Fast Adversarial Watermark Attack on Optical Character Recognition Systems: A Summary of FAWA
The paper "FAWA: Fast Adversarial Watermark Attack on Optical Character Recognition (OCR) Systems" presents a novel adversarial attack method specifically designed to manipulate OCR systems. This essay provides a detailed exploration of the paper's contributions, methodological framework, and experimental results.
Introduction to FAWA
The Fast Adversarial Watermark Attack (FAWA) addresses limitations in existing adversarial attacks on OCR systems. Conventional methods often lead to visually noticeable and unnatural perturbations, especially in text images with clear backgrounds. FAWA introduces a watermark-style perturbation that appears natural, significantly reducing the perturbation visibility to human observers while maintaining a 100% attack success rate. The technique effectively disguises adversarial changes as watermarks, leveraging both gradient-based and optimization-based perturbation generation.

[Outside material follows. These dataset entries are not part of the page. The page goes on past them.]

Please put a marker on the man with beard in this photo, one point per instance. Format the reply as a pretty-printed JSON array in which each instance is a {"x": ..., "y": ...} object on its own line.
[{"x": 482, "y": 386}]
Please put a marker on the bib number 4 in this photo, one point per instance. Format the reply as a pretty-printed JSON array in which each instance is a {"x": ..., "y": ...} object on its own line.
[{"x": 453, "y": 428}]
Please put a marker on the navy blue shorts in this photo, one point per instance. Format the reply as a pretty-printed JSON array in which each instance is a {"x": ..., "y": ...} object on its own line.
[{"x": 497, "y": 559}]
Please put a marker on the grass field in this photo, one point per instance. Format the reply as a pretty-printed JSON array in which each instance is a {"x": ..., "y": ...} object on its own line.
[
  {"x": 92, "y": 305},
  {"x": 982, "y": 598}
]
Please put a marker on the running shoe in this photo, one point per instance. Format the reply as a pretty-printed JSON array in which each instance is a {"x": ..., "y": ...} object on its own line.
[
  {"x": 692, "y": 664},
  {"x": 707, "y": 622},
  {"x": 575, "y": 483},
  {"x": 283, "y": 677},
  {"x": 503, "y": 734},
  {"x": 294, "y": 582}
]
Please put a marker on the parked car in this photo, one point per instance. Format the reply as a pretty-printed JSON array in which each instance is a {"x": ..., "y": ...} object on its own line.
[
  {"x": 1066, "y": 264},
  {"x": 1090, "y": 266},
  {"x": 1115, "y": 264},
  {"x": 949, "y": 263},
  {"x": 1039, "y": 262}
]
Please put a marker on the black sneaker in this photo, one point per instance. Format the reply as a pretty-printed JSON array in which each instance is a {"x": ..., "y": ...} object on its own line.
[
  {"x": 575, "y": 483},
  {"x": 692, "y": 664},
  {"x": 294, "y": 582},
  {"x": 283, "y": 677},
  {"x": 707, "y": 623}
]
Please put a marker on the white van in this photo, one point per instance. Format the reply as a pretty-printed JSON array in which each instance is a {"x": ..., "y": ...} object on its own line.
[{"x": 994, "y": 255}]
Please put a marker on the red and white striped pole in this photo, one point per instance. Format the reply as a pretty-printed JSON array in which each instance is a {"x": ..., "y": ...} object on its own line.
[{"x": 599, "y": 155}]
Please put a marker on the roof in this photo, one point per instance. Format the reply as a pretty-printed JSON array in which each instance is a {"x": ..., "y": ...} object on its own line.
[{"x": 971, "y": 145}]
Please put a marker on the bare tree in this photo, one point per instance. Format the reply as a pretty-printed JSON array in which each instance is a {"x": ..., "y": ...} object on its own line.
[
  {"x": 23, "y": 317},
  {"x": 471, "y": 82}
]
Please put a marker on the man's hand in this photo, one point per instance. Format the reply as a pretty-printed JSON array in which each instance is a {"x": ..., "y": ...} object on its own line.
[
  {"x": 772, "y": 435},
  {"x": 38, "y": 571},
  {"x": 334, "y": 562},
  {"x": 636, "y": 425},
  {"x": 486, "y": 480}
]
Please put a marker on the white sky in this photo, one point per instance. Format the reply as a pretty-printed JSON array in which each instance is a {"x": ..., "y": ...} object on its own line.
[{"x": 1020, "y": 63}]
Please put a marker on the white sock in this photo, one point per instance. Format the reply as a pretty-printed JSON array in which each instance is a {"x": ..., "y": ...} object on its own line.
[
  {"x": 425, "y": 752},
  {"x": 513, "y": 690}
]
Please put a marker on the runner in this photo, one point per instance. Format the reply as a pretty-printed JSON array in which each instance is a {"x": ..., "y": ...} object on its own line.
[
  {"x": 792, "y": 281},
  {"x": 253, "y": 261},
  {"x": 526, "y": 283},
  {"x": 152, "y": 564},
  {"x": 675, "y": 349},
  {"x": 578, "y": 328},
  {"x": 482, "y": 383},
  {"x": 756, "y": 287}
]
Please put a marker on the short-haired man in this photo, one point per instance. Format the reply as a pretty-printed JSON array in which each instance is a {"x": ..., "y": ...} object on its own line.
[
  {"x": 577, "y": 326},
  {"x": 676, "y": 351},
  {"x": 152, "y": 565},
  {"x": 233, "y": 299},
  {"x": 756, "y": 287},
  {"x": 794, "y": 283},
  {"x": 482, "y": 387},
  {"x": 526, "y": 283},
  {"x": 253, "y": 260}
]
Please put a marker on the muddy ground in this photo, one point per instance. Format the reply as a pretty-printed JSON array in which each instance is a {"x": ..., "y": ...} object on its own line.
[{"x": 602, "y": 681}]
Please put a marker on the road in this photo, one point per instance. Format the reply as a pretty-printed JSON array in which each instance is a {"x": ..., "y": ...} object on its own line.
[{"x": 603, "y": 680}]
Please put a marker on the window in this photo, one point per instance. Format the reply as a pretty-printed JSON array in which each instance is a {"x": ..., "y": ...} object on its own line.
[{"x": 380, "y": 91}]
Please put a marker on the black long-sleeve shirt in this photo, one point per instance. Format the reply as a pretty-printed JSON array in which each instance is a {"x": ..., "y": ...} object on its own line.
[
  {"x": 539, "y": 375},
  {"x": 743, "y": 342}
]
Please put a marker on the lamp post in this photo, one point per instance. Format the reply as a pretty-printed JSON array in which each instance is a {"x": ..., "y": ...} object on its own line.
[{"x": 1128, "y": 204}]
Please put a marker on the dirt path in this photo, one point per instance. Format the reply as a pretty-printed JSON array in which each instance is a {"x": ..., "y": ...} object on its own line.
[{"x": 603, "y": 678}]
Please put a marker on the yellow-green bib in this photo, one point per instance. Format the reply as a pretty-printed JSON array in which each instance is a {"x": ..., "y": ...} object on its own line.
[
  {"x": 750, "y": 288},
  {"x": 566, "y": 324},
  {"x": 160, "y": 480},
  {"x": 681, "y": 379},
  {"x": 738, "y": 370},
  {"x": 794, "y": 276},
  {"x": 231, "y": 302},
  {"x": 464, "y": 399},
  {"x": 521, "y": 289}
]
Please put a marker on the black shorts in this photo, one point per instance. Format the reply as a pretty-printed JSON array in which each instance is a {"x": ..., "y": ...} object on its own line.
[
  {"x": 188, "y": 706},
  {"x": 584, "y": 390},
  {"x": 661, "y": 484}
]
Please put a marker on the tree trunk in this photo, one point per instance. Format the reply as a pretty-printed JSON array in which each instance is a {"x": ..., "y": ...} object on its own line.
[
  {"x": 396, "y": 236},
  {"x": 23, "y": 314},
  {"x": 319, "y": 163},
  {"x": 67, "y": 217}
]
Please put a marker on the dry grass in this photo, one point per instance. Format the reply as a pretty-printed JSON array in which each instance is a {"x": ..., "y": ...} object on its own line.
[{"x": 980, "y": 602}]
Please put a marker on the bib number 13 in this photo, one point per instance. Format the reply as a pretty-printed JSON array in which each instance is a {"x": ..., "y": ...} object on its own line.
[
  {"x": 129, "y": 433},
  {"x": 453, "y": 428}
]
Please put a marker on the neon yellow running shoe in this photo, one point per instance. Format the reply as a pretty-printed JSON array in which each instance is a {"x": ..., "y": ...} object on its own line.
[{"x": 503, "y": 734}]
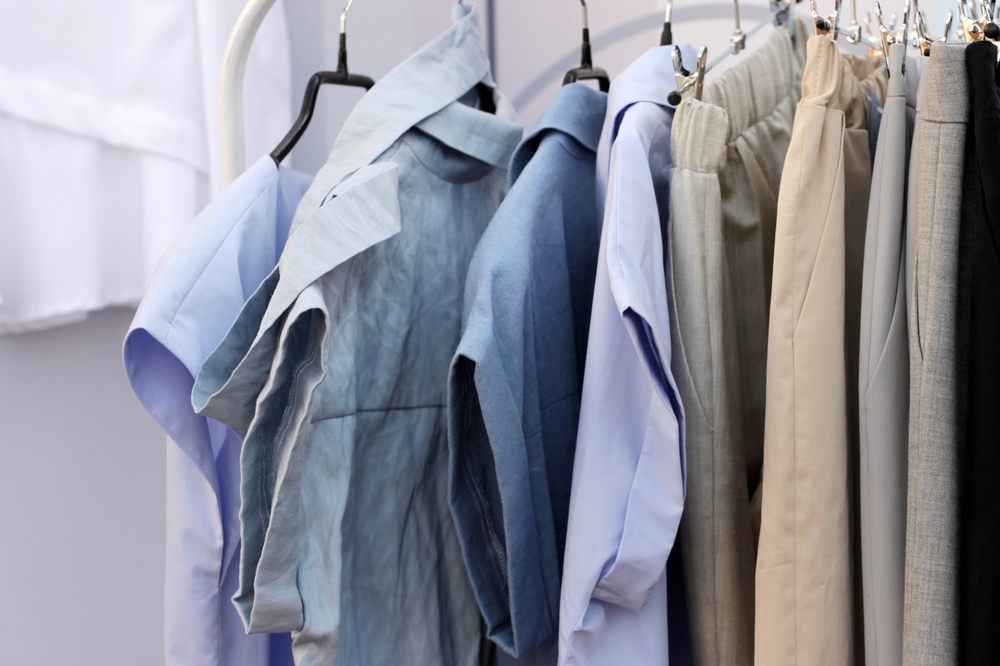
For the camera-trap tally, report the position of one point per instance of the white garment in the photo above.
(109, 142)
(628, 472)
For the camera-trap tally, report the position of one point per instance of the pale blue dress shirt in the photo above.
(199, 287)
(628, 475)
(514, 396)
(338, 368)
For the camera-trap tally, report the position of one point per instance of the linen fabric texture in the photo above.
(628, 471)
(199, 287)
(728, 152)
(937, 345)
(338, 368)
(514, 387)
(804, 605)
(979, 582)
(884, 372)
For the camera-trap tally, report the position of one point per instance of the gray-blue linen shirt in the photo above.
(338, 368)
(514, 396)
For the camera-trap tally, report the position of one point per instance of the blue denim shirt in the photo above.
(199, 287)
(338, 367)
(514, 396)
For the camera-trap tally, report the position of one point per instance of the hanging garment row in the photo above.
(699, 371)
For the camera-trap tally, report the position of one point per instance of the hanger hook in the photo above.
(343, 16)
(826, 25)
(667, 36)
(947, 28)
(853, 28)
(738, 40)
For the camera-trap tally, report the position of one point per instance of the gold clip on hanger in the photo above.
(947, 28)
(825, 25)
(972, 27)
(688, 83)
(990, 30)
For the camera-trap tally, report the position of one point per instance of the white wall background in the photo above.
(82, 500)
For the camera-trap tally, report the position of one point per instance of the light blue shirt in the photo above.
(514, 396)
(338, 367)
(628, 475)
(199, 286)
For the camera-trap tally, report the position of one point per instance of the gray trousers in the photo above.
(728, 152)
(930, 617)
(884, 373)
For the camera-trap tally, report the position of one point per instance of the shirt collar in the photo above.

Technical Challenges and Innovations
Traditional adversarial attacks alter image features using minor Lp​-norm perturbations or restrict modifications to small areas. However, text images' unique attributes—such as white backgrounds and dense character arrangements—pose unique challenges. FAWA circumvents these challenges by:
- Utilizing Watermarks: The watermark-style perturbations, confined to specific areas, overlay text without impairing readability, unlike patch-based methods that disrupt clean backgrounds.
- Employing a White-Box Attack Methodology: FAWA assumes access to model parameters for targeted attacks, ensuring precise manipulation of OCR outputs.
Methodology
The FAWA framework comprises three key steps:
- Watermark Positioning: Automatically determining optimal watermark placement to concentrate perturbations. This involves creating baseline adversarial images, identifying perturbed regions, and applying erosion/dilation operations to pinpoint positioning.
Figure 1: Find the position of watermarks.
- Adversarial Perturbation Generation: Utilizing either gradient-based methods like MI-FGSM or optimization-based methods to generate perturbations within watermarks. The gradient-based attacks utilize CTC loss functions to enhance efficiency and perturbations are confined to watermark boundaries to prevent background pollution.
- Color Watermarks Application: Optionally converting gray-scale watermarks into full-color ones to enhance text readability, especially for colored prints.
Experimental Results
The FAWA's efficacy is validated through comprehensive experiments on Calamari-OCR, an open-source OCR framework. Key findings include:
- FAWA achieves 100% attack success with 60% less perturbations and approximately 78% fewer iterations than non-watermarked adversarial attacks.
- The perturbation level analysis reveals a considerable reduction in saliency, both positive and negative, with watermarks.


Figure 2: Attack efficiency in word images with Arial font.
- Watermark attacks consistently outperform baseline attacks in terms of MSE, PSNR, and structural similarity (SSIM), demonstrating superior visual quality.
- The tradeoff between attack efficiency and perturbation level is adjustable via hyper-parameters (e.g., step size α, tradeoff parameter c), enabling fine-tuning based on attack constraints.
Further Extensions and Applications
FAWA's robustness extends beyond English text, successfully attacking sequence-based OCR systems for Chinese characters.
Figure 3: A Chinese paragraph example. \scriptsize{MSE/PSNR/SSIM: 735.34/19.46/0.697}
Additionally, FAWA can be used to enhance OCR accuracy by embedding protective perturbations that reinforce recognition of watermark-enhanced text. This dual capability to both attack and protect demonstrates FAWA's versatility.
Conclusion
FAWA significantly advances the field of adversarial attacks on OCR systems by integrating efficient and visually coherent watermark perturbations. The implications of such a system are multifaceted, ranging from potential exploitation in malicious settings to constructive applications in OCR accuracy enhancement. Future research may explore expanding FAWA’s applications across varied languages and document types, ensuring text manipulation remains both effective and discreet.